Jazz-Konzert

Sängerin Ida Sand auf den Spuren schwarzer Diven in Duisburg

Ida Sand war jetzt in der Lutherkirche in Duisburg-Duissern zu erleben. Hier bei einer Signierstunde 2012 in Unna.

Ida Sand war jetzt in der Lutherkirche in Duisburg-Duissern zu erleben. Hier bei einer Signierstunde 2012 in Unna.

Foto: Karl Dittrich / WR

Duisburg.  Die Schwedin war jetzt im Trio im ausverkauften Intermezzo-Konzert in der Luther-Kirche zu erleben. Programm mit lohnenden Wiederentdeckungen

Die schwedische Sängerin Ida Sand steht für Jazz, rotzigen Bar-Blues, pechschwarzen Soul und groovenden Motown-Sounds, die sie in der Tradition von großen Diven wie Aretha Franklin oder Nina Simone präsentiert. Jetzt war die 1977 in Stockholm geborene Tochter einer Musiker-Familie, die von Bandleader Nils Landgren für Siggi Lochs anspruchsvolles ACT-Label entdeckt wurde, erstmals beim Intermezzo-Konzert in der Lutherkirche zu Gast, wo sie im Trio vor vollem Haus ihre aktuelle CD „Soul Kitchen“ mit erdigen und groovenden Songs von Ray Charles und Al Green vorstellte.

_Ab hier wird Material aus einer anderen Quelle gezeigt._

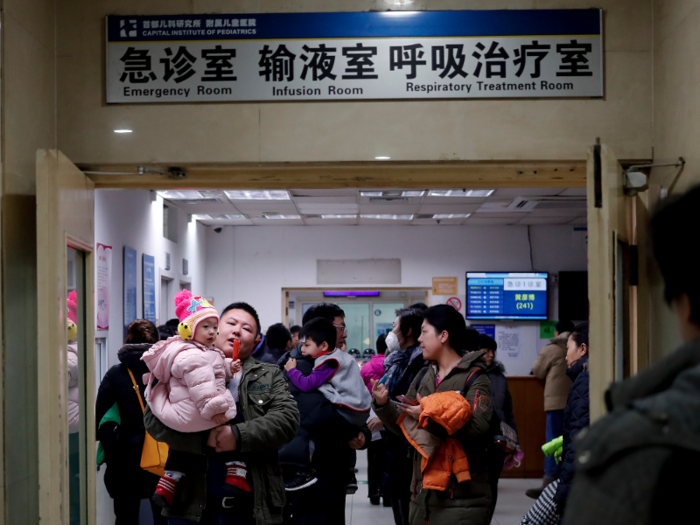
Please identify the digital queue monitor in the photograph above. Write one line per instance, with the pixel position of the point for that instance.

Begleitet von ihren Landsleuten Nicci Notini Wallin am Schlagzeug und Sven Lindvall am Bass orientiert sich die stimmgewaltige Vocalistin an den musikalischen Schöpfungen des guten alten Soul-Zeitalters, das eine Wiederentdeckung durch eine solche Sängerin wie Ida Sand auf jeden Fall lohnt. Das treue und interessierte Duisserner Kirchenpublikum erlebte ein starkes Konzert mit knackigen Blues- und Soul-Arrangements, die man von dieser Qualität und Direktheit nur noch ganz selten hört.

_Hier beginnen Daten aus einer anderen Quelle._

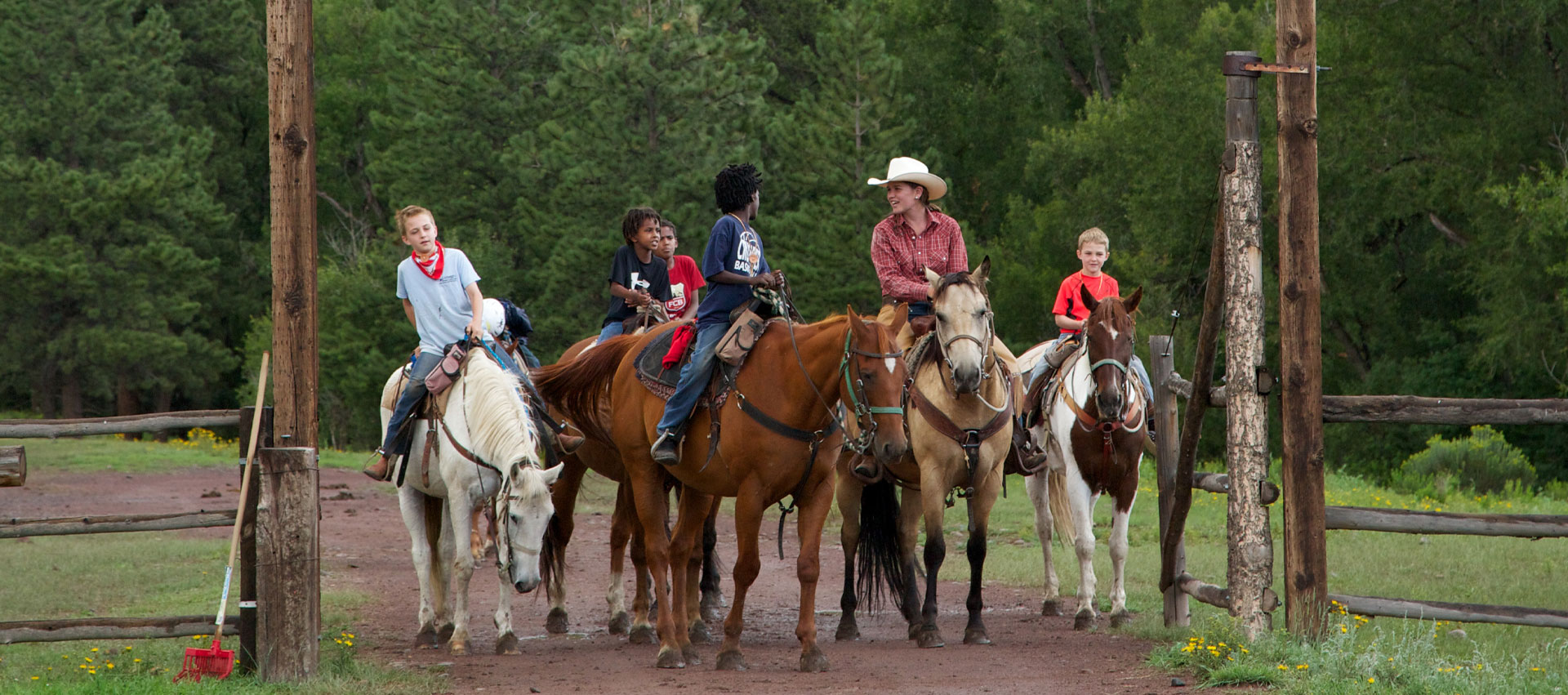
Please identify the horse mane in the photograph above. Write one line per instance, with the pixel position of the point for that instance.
(499, 422)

Eröffnet wurde der vielversprechende Abend mit „Take me to the River“ von Al Green, einem Soul-Klassiker, der bei Ida Sand in guten Händen war. Es folgte „Where the Hell are You“, ein Thema, das bei der famosen Sängerin, die in einer Kirchen-Familie aufwuchs, nach eigener Aussage von einer echten Expertin behandelt wurde. Löblich unterstützt wurde sie von ihrer kleinen Rhythmus-Gruppe, die ganz ohne Mätzchen die große Stimme ihrer Sängerin pointiert und souverän begleitete.

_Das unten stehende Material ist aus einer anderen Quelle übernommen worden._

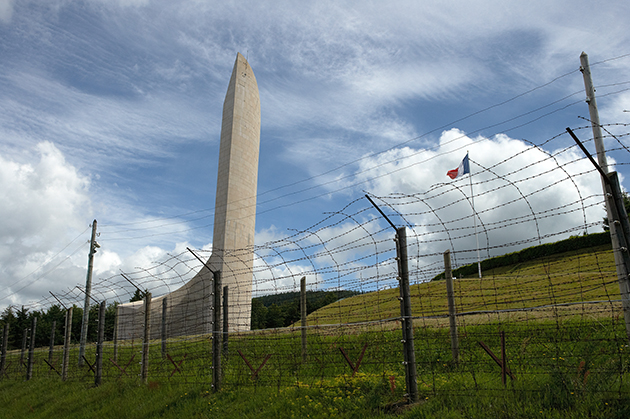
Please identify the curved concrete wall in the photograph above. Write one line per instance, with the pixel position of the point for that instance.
(190, 307)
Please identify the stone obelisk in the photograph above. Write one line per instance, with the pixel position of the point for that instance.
(235, 206)
(188, 310)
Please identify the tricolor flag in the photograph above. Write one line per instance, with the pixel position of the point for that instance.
(464, 167)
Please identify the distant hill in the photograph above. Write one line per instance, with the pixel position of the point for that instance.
(568, 272)
(531, 253)
(282, 310)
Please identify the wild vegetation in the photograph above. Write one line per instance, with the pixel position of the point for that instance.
(569, 360)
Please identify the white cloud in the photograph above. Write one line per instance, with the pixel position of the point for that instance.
(45, 204)
(6, 10)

„Spooky“ lautete der Titel ihres nächsten Songs, eines alten Hits von Dusty Springfield, den man einst bei der großen Schwester im Radio hören konnte. Von Bessie Smith stammt dann der „Empty Black Blues“, den einst die Barmusiker in den Saloons spielten, denen Ida Sand mit ihrer schwarzen Stimme die Ehre erwies. Nach der Pause ging es weiter mit „I Believe“ von Ray Charles, weiteren starken Blues-Nummern und dem grandiosen Funky-Kracher „Just kissed my Baby“ von den beinahe vergessenen Meters, den Ida Sand vor musikalischer Energie strotzend auf ihrem E-Piano spielte.

Zuletzt gab es dann noch Joni Mitchells „Woodstock“ zu hören. Das Trio verabschiedete sich mit einem stimmungsvollen Gospel-Song, der hier begeistert gefeiert wurde. Ganz viel Beifall.